Ужинали втроем. Иван, как всегда, задерживался на работе.

– Чаю, Мария Ивановна? – спросила Верочка, вставая из-за стола.

– Да, пожалуй, – ответила Мария Ивановна.

– А мне, а мне какаву. – Анютка отодвинула тарелку с салатом и нечаянно столкнула кусочек недоеденного хлеба на пол. Она приложила указательный пальчик к губам. Этот всем известный жест предназначался бабулечке Машулечке и означал «Не выдавай!»

– Анюта, я все вижу, – сказала Вера. Хотя она и стояла спиной к столу, но присущим только мамам зрением она видела все, что творит ее ребенок.

– Ну что это такое? Выбрось немедленно хлеб. Не хватало еще есть с пола.

Анютка посмотрела на бабулечку Машулечку. Ведь именно та всегда ей говорила, что хлеб нужно беречь. Мария Ивановна озорно подмигнула девчушке, незаметно взяла кусочек, поднятый той только что с пола, и спрятала хлеб в карман жилетки.

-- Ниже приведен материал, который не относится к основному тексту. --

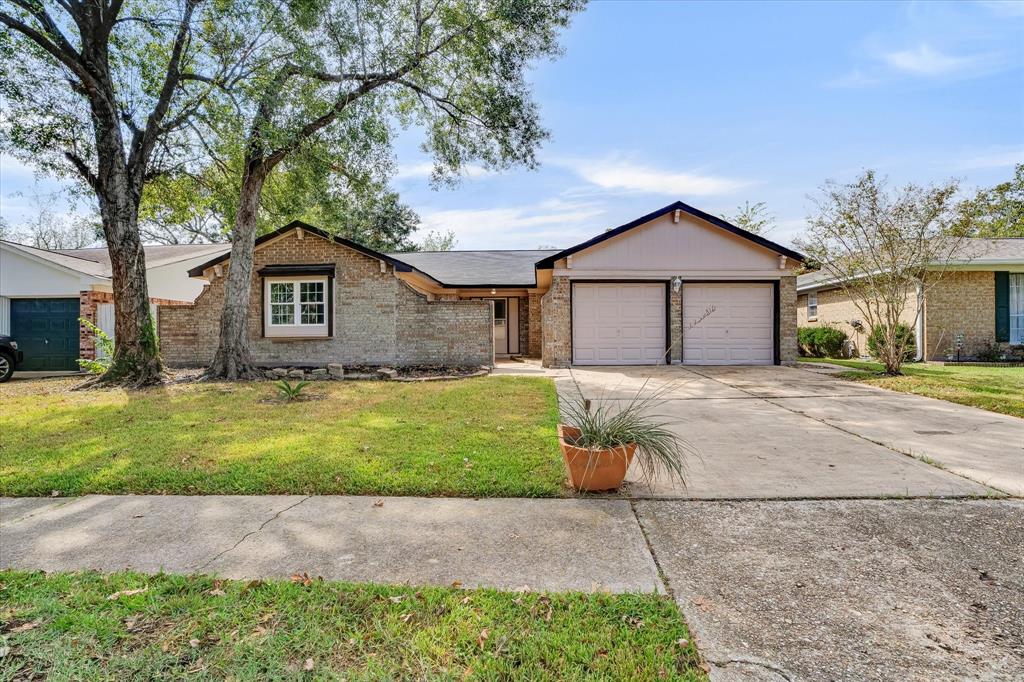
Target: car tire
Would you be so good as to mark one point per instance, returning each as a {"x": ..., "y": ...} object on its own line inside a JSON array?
[{"x": 6, "y": 367}]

                                         * * *


В комнате царил полумрак. Лишь старая лампа освещала разобранную ко сну постель. У окна сидела в инвалидном кресле Мария Ивановна. Она достала кусочек хлеба из кармана, и глаза наполнились горькими слезами воспоминаний.

За окном зажигал свои огни красавец Ленинград. Мария Ивановна так и не смогла привыкнуть к новому названию – Санкт-Петербург. То тут, то там зажигались все новые и новые огни. Где-то среди этих огней на Фонтанке засверкал новогодним убранством Аничков дворец.

                                         * * *


Декабрь 1941-го.

Посредине промерзшей комнаты огромной коммуналки, коих было много в Ленинграде, стояла холодная буржуйка. Уже три дня она не топилась. В комнате кроме печки остались только кровать да два чемодана. Кровать не пошла в топку только из-за того, что была железной. В чемоданах хранились те немногие вещи, которые решено было все-таки не менять на продукты. На кровати, подвинутой к холодной печке, лежали двое – брат и сестра. Маленький Сережа шести лет, больше похожий на сморщенного старичка, и Маша. Она была сейчас за старшую, хотя ей летом исполнилось всего двенадцать лет. Сережа подул на замерзшие ручки и спросил:

– Маша, а мама Поля Сергеевна сегодня придет?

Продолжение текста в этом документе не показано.